I have spent the last ten years on senior leadership teams in high schools. When I applied for promotions for the last two posts I had, I had one interview and got first job I had applied for both times. During the interviews, I felt ready, I was exceptionally well prepared, confident I was more than capable of doing the job I'd applied for and being part of helping the schools to achieve their visions. Once I got the jobs however, a number of things started to get in the way.

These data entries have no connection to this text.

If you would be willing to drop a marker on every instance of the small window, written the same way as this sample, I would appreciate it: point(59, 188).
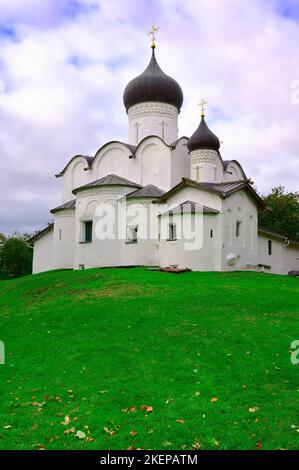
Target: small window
point(238, 228)
point(88, 231)
point(132, 234)
point(269, 247)
point(172, 231)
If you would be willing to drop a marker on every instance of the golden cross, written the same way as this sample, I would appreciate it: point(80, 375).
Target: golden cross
point(202, 104)
point(152, 33)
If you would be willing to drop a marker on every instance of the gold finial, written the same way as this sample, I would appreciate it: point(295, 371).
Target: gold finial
point(152, 33)
point(202, 104)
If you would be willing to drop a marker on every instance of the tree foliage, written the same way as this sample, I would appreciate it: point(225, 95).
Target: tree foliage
point(284, 214)
point(15, 257)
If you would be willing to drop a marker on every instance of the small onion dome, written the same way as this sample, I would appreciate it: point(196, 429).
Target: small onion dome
point(203, 138)
point(153, 85)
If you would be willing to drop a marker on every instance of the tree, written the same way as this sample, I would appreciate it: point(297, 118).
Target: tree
point(284, 214)
point(15, 257)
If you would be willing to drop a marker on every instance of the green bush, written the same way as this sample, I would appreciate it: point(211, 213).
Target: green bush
point(15, 258)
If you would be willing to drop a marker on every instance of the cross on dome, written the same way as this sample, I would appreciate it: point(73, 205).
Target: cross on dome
point(152, 32)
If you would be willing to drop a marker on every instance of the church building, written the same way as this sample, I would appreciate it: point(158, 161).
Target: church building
point(160, 199)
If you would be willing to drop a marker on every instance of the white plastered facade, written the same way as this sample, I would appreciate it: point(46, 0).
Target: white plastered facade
point(229, 235)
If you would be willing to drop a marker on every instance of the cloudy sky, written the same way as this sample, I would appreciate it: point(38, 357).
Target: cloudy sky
point(64, 65)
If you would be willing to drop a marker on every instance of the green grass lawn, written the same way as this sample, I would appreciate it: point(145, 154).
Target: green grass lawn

The first was how I constantly compare myself to others. I look at others who are in the same or similar roles to me and see what a fantastic job they're doing and begin to question how well I am doing my role in comparison to them. As a deputy head, I looked around me at other deputy heads, in my school, in my local authority, on Twitter, and thought what a great job they seemed to be doing and how they must be so much better than me. Now I am a coach - and a really good one according to what my clients say about me - I look around at other coaches and think they must be so much better than me, that they're more competent, more knowledgeable, more successful. In writing this blog as a follow up to the Twitter conversation I mentioned at the start, I'm comparing my blog to theirs and coming to the conclusion that mine will be inferior. I don't know where this comes from but I know it's not a helpful way of thinking. It seriously affects my confidence.
Confidence is another major aspect of the conversation we've had on Twitter and it comes up so often in the coaching sessions I have with female senior leaders - women who say their goal is to feel more confident. These women have the same struggle as me. They are very successful, extremely competent women who are making a huge impact in their roles and lives. Yet they feel lacking in confidence in their abilities. It can take a serious amount of work with them to help them to see that they are good at what they do and really get them to believe it. Because that is what confidence is - a belief that you are good at what you do. Too often, we let doubts about our abilities affect our confidence. We compare ourselves to others. We allow the imposter syndrome to convince us we're frauds, that we'll be found out for being incompetent or making it up as we go along. We focus far too often on the things that we can't do as well, haven't done as well or mistakes we have made, rather than focusing on all of the things that we are really good at, our successes and the amount of learning that has come from our mistakes. This is something I have to constantly work on myself too. I've learned to focus on all of the things I'm good at and my successes. I write them down and make lists in my journal. I write positive affirmations and repeat them to myself so that I can move myself towards the point of self-belief because that is where confidence lies; I can build it for myself if I focus on what I am really good at, the great things I have achieved and how much I have grown and stop comparing myself to others.
I'm a work in progress. I'm getting better at selling myself - I have to learn how to do it if I want to earn my living! I'm still working on believing in myself and building my confidence at 44. But I know I'm good at what I do. Now I just need to work on telling others about it!